Roxanne: Thank you for finding a permanent sitter for Andrea.

The message is short but warm at the edges, as if she didn’t mean to reveal she was relieved, grateful, or thinking about me at all.

I stare at the text for a long moment, towel forgotten in my hand.

It’s ridiculous how something so small can cut through the entire day. It cut through the ruined weapon stash, the enemy tracks, the hours of irritation and exhaustion and settled in my chest like a quiet weight.

She let me help.

She let me do something for our daughter.

My pulse softens, an easing low in my chest, one I don’t let myself feel for anyone. And yet here it is.

A father. I’m a father.

The towel slips from my fingers onto the floor.

I pick up the phone, let out one long breath, and sit on the edge of the bed, looking out at the brilliant, infuriatingly beautiful sunset over the forest.
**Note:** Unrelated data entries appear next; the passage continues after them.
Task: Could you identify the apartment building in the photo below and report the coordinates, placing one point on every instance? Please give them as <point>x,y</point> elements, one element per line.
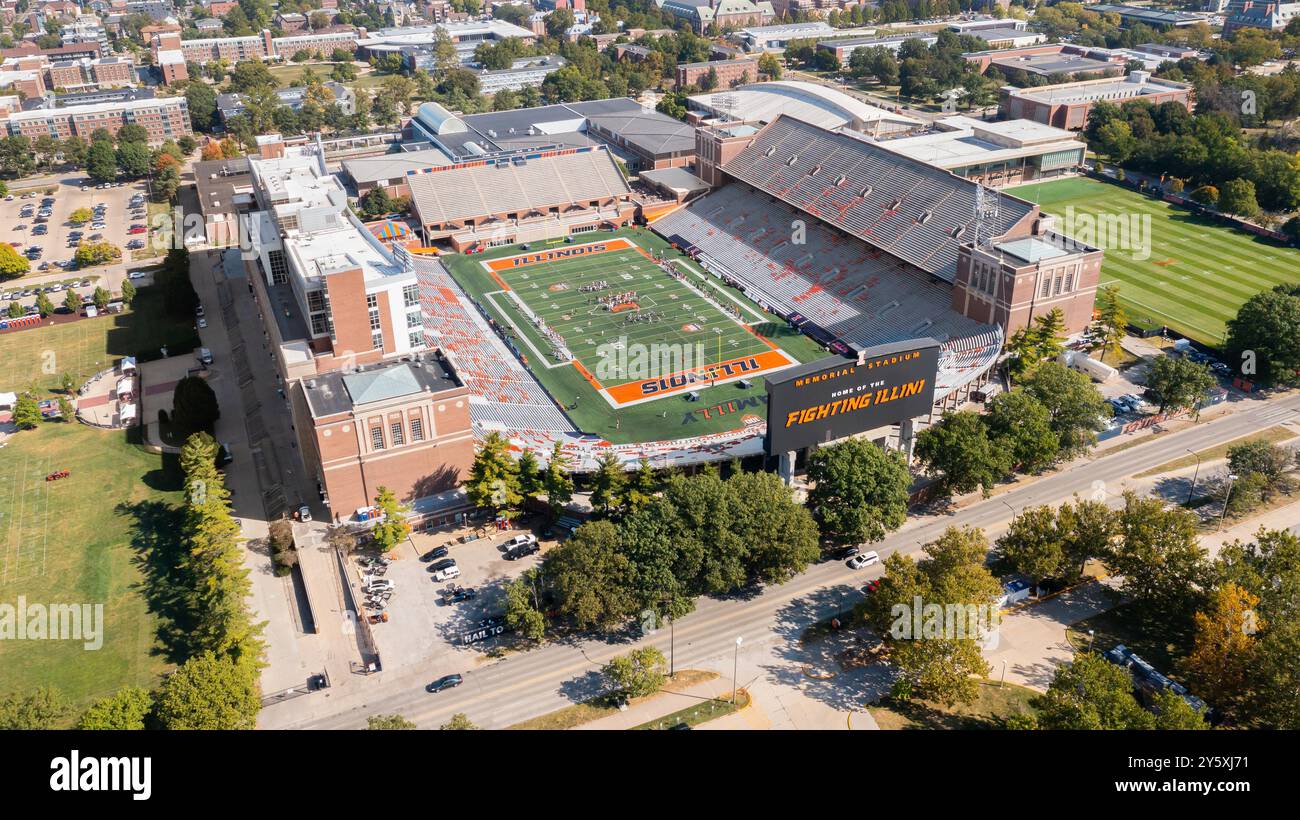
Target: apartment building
<point>337,295</point>
<point>161,117</point>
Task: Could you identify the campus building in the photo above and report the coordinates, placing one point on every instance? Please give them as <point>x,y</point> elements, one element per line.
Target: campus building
<point>337,294</point>
<point>399,424</point>
<point>161,117</point>
<point>728,73</point>
<point>1067,104</point>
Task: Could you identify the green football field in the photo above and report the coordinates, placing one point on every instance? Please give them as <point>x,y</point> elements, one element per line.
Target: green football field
<point>670,317</point>
<point>1187,272</point>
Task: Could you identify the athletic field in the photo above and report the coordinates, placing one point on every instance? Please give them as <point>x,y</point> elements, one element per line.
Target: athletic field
<point>1177,268</point>
<point>622,332</point>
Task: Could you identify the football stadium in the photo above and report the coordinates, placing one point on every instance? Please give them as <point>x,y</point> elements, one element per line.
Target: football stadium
<point>655,342</point>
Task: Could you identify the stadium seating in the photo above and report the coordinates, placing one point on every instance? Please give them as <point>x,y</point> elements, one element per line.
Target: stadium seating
<point>856,293</point>
<point>911,209</point>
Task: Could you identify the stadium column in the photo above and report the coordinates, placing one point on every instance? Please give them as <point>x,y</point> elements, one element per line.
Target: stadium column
<point>906,438</point>
<point>787,468</point>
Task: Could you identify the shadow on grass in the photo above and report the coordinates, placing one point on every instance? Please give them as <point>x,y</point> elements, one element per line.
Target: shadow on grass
<point>159,556</point>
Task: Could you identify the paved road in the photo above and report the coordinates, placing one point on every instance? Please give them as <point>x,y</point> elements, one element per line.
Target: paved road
<point>520,686</point>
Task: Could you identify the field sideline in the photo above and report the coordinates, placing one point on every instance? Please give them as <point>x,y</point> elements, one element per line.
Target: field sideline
<point>1197,272</point>
<point>553,291</point>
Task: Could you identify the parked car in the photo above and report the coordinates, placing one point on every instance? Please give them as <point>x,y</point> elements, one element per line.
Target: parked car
<point>446,575</point>
<point>865,559</point>
<point>436,554</point>
<point>446,681</point>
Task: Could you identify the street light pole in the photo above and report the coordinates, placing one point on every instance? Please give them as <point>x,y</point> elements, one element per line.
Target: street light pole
<point>1231,480</point>
<point>1192,490</point>
<point>736,669</point>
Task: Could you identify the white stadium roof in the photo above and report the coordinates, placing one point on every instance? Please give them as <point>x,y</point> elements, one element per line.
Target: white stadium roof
<point>820,105</point>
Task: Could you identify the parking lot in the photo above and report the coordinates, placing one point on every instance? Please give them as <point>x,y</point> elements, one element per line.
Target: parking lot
<point>424,629</point>
<point>29,222</point>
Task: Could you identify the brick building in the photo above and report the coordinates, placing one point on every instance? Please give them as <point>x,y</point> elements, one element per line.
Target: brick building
<point>403,425</point>
<point>163,118</point>
<point>728,72</point>
<point>1067,104</point>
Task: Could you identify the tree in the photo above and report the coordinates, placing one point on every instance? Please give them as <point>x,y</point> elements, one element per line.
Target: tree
<point>956,593</point>
<point>523,606</point>
<point>250,74</point>
<point>494,476</point>
<point>12,264</point>
<point>1236,196</point>
<point>588,578</point>
<point>770,65</point>
<point>1220,666</point>
<point>389,721</point>
<point>1158,556</point>
<point>209,691</point>
<point>194,407</point>
<point>1091,693</point>
<point>458,723</point>
<point>958,450</point>
<point>102,161</point>
<point>26,412</point>
<point>1035,546</point>
<point>1021,426</point>
<point>555,481</point>
<point>126,708</point>
<point>90,254</point>
<point>1074,404</point>
<point>636,675</point>
<point>607,482</point>
<point>393,525</point>
<point>859,490</point>
<point>1179,382</point>
<point>1264,337</point>
<point>44,708</point>
<point>1113,320</point>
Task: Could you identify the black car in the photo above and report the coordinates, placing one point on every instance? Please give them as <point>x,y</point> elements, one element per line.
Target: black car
<point>446,681</point>
<point>460,593</point>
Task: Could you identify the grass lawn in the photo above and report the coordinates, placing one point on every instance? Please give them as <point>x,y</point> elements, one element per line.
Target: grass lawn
<point>1157,641</point>
<point>87,346</point>
<point>700,712</point>
<point>551,290</point>
<point>992,704</point>
<point>91,538</point>
<point>1197,272</point>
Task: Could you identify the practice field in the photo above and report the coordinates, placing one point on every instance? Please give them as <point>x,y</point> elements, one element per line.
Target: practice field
<point>1178,268</point>
<point>96,537</point>
<point>620,342</point>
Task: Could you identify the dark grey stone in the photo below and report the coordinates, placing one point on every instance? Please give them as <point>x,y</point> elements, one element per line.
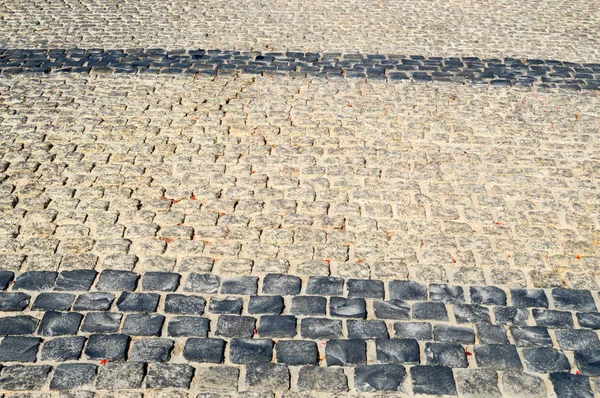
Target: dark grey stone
<point>60,323</point>
<point>169,375</point>
<point>265,305</point>
<point>69,376</point>
<point>62,349</point>
<point>393,309</point>
<point>430,310</point>
<point>545,360</point>
<point>247,351</point>
<point>99,301</point>
<point>143,324</point>
<point>446,354</point>
<point>432,380</point>
<point>137,302</point>
<point>325,286</point>
<point>277,326</point>
<point>188,326</point>
<point>347,308</point>
<point>489,295</point>
<point>567,385</point>
<point>101,322</point>
<point>362,329</point>
<point>497,356</point>
<point>571,299</point>
<point>19,349</point>
<point>112,347</point>
<point>204,350</point>
<point>35,281</point>
<point>297,352</point>
<point>245,285</point>
<point>285,285</point>
<point>53,302</point>
<point>365,288</point>
<point>320,328</point>
<point>397,351</point>
<point>115,280</point>
<point>182,304</point>
<point>446,293</point>
<point>14,301</point>
<point>346,352</point>
<point>379,378</point>
<point>202,283</point>
<point>413,330</point>
<point>407,290</point>
<point>76,280</point>
<point>160,281</point>
<point>308,305</point>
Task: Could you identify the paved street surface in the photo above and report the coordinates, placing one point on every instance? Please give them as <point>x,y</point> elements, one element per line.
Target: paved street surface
<point>313,199</point>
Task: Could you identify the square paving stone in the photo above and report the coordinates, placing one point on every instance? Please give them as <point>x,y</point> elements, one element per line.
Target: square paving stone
<point>277,326</point>
<point>566,384</point>
<point>407,290</point>
<point>182,304</point>
<point>188,326</point>
<point>247,351</point>
<point>451,355</point>
<point>69,376</point>
<point>363,329</point>
<point>120,376</point>
<point>297,352</point>
<point>393,309</point>
<point>379,378</point>
<point>571,299</point>
<point>114,280</point>
<point>62,349</point>
<point>285,285</point>
<point>577,340</point>
<point>143,325</point>
<point>489,295</point>
<point>101,322</point>
<point>160,281</point>
<point>35,281</point>
<point>265,305</point>
<point>20,377</point>
<point>60,323</point>
<point>446,293</point>
<point>346,352</point>
<point>112,347</point>
<point>53,302</point>
<point>19,349</point>
<point>99,301</point>
<point>347,308</point>
<point>320,328</point>
<point>14,301</point>
<point>308,305</point>
<point>169,375</point>
<point>268,377</point>
<point>413,330</point>
<point>545,360</point>
<point>432,380</point>
<point>397,351</point>
<point>138,302</point>
<point>325,286</point>
<point>77,280</point>
<point>204,350</point>
<point>497,357</point>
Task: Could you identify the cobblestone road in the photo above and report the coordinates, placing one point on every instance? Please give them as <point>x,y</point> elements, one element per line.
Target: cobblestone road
<point>323,222</point>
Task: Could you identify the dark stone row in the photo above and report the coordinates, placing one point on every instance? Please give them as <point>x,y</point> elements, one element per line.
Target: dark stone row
<point>493,71</point>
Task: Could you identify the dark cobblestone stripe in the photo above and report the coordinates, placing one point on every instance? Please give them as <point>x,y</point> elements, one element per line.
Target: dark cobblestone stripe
<point>120,330</point>
<point>497,72</point>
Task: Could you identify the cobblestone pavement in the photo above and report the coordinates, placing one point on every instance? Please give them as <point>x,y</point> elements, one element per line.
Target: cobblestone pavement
<point>297,199</point>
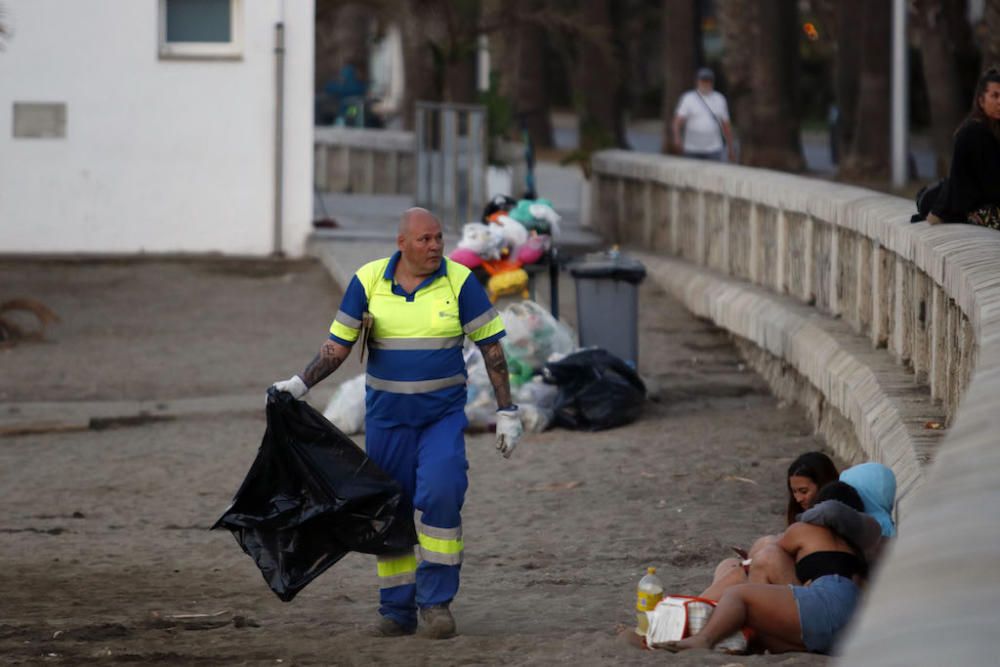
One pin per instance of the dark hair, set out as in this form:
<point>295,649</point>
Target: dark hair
<point>843,492</point>
<point>818,467</point>
<point>990,75</point>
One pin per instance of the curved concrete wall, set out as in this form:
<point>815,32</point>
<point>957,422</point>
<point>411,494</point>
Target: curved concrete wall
<point>929,295</point>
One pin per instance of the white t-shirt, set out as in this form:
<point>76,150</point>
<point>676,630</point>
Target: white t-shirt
<point>702,133</point>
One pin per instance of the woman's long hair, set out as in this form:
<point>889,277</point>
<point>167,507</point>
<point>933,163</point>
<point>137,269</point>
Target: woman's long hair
<point>818,467</point>
<point>976,114</point>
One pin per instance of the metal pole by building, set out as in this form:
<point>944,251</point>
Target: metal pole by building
<point>279,133</point>
<point>900,95</point>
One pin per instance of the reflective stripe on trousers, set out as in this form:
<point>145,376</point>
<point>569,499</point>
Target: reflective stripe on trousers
<point>443,546</point>
<point>397,570</point>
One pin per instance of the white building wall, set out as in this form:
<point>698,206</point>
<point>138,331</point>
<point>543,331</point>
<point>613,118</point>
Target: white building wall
<point>159,155</point>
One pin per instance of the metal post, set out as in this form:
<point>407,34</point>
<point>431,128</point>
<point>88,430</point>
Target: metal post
<point>900,95</point>
<point>554,282</point>
<point>279,127</point>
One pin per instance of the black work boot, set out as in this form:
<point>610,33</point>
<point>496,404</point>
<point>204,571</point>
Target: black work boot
<point>438,622</point>
<point>386,627</point>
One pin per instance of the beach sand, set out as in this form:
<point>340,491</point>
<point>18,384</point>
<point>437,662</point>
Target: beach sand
<point>104,540</point>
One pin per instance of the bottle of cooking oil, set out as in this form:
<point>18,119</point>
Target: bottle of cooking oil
<point>648,594</point>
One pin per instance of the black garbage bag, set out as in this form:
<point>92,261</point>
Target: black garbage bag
<point>311,496</point>
<point>597,390</point>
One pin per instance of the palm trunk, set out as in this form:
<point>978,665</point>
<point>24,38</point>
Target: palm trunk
<point>941,76</point>
<point>772,140</point>
<point>681,30</point>
<point>733,17</point>
<point>599,83</point>
<point>869,153</point>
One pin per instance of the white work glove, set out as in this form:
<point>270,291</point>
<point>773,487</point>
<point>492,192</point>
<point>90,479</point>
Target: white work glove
<point>509,431</point>
<point>293,385</point>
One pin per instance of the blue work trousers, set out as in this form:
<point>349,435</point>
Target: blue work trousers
<point>430,464</point>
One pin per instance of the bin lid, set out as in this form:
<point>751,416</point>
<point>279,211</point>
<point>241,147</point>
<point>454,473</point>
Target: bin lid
<point>610,265</point>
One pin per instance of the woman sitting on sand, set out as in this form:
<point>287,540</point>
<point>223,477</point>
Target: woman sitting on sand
<point>766,563</point>
<point>828,547</point>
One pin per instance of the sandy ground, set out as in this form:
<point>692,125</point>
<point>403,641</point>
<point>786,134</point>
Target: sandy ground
<point>104,540</point>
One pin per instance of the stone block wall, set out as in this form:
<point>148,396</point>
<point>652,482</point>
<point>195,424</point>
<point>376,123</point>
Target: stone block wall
<point>929,295</point>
Oranges, pinks, pale blues. The kind of sky Andrea would love. Somewhere nearby is a river that leads right to her.

This is the kind of sky she might someday see from the helicopter.

If Roxy lets me, if she trusts me. Let me help, I beg, not willing to type the words out.

I don’t respond right away. I hold the phone, watching the message glow on the screen, feeling something shift, subtle and deep.

For the first time all day, the anger fades. The danger, the threat remain—sharp as the ruined crates in Jesse’s photos. But the storm inside me softens just enough to breathe.

Just enough to hope.

Just enough to realize that even with enemy boots in my forests and fire on my land, the thing terrifying me most isn’t the threat outside.

It’s the one inside—the fear that I might never earn a place in my daughter’s life.

I pull in a breath, slow and steady.